These are chat archives for atomix/atomix

11th
Jun 2018
Jordan Halterman
@kuujo
Jun 11 2018 00:32
I think I found the problem with shutdown
testing it now
well… one of them
Jordan Halterman
@kuujo
Jun 11 2018 02:00
The problem is actually primary-backup client close() futures not returning. The root cause seems to be messages not timing out, so trying to investigate that. Should have a fix tonight
Jordan Halterman
@kuujo
Jun 11 2018 06:08
for some reason the ScheduledExecutorService used for timing out requests in NettyMessagingService is not running when the tests hang
but I can’t find any exceptions being thrown inside the callback
Johno Crawford
@johnou
Jun 11 2018 06:27
it's probably because we use shutdownnow
and not an orderly shutdown
Jordan Halterman
@kuujo
Jun 11 2018 06:27
the executor is never shutdown
Johno Crawford
@johnou
Jun 11 2018 06:27
oh
Jordan Halterman
@kuujo
Jun 11 2018 06:27
this issue blocks shutdown
Johno Crawford
@johnou
Jun 11 2018 06:27
so use daemon threads?
Jordan Halterman
@kuujo
Jun 11 2018 06:28
ooooh
actually I think I found the bug
just found it
Johno Crawford
@johnou
Jun 11 2018 06:29
pulling in atomix/atomix#617 btw?
assignment to future is to shutdown both groups in parallel
Jordan Halterman
@kuujo
Jun 11 2018 06:29
yeah
stupid bug
another PR coming but I think it probably fixes a lot of these issues
Jordan Halterman
@kuujo
Jun 11 2018 06:34
#623 should be the source of our shutdown woes
Jordan Halterman
@kuujo
Jun 11 2018 06:54
@johnou tests fail like crazy with that PR
testClientJoinLeaveDataGrid(io.atomix.core.AtomixTest)  Time elapsed: 1.06 sec  <<< ERROR!
java.util.concurrent.ExecutionException: io.netty.channel.unix.Errors$NativeIoException: bind(..) failed: Address already in use
    at io.netty.channel.unix.Errors.newIOException(Errors.java:122)

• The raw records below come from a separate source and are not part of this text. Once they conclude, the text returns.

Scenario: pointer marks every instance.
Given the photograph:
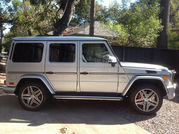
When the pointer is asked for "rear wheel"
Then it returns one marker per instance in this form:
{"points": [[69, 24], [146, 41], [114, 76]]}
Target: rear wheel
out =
{"points": [[33, 96], [146, 99]]}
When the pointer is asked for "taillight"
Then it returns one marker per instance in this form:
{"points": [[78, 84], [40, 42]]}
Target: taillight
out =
{"points": [[4, 82]]}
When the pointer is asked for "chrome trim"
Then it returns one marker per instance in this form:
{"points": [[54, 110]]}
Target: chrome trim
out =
{"points": [[142, 77], [87, 97], [17, 72], [42, 78], [171, 91], [8, 89]]}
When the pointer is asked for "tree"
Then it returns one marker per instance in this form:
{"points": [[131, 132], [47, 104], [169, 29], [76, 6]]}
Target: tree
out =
{"points": [[164, 15], [138, 25], [92, 17], [5, 17]]}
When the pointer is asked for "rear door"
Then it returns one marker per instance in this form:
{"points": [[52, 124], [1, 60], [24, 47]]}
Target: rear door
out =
{"points": [[61, 65], [96, 74]]}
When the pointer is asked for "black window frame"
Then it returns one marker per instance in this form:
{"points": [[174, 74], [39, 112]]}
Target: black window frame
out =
{"points": [[62, 43], [91, 43], [26, 43]]}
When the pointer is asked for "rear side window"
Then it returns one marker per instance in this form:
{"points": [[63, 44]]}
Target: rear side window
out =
{"points": [[28, 52], [62, 52]]}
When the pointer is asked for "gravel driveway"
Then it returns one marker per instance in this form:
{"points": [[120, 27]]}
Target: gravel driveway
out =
{"points": [[166, 121]]}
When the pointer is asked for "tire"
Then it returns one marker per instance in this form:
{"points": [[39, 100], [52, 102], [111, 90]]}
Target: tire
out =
{"points": [[146, 99], [33, 96]]}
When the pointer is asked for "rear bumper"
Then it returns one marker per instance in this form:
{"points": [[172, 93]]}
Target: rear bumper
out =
{"points": [[8, 89], [171, 91]]}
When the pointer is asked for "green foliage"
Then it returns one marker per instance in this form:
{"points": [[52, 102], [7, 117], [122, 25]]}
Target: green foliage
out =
{"points": [[139, 25], [33, 19], [173, 40], [174, 13]]}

    at io.netty.channel.unix.Socket.bind(Socket.java:287)
    at io.netty.channel.epoll.AbstractEpollChannel.doBind(AbstractEpollChannel.java:688)
    at io.netty.channel.epoll.EpollServerSocketChannel.doBind(EpollServerSocketChannel.java:70)
    at io.netty.channel.AbstractChannel$AbstractUnsafe.bind(AbstractChannel.java:558)
    at io.netty.channel.DefaultChannelPipeline$HeadContext.bind(DefaultChannelPipeline.java:1358)
    at io.netty.channel.AbstractChannelHandlerContext.invokeBind(AbstractChannelHandlerContext.java:501)
    at io.netty.channel.AbstractChannelHandlerContext.bind(AbstractChannelHandlerContext.java:486)
    at io.netty.channel.DefaultChannelPipeline.bind(DefaultChannelPipeline.java:1019)
    at io.netty.channel.AbstractChannel.bind(AbstractChannel.java:254)
    at io.netty.bootstrap.AbstractBootstrap$2.run(AbstractBootstrap.java:366)
    at io.netty.util.concurrent.AbstractEventExecutor.safeExecute(AbstractEventExecutor.java:163)
    at io.netty.util.concurrent.SingleThreadEventExecutor.runAllTasks(SingleThreadEventExecutor.java:404)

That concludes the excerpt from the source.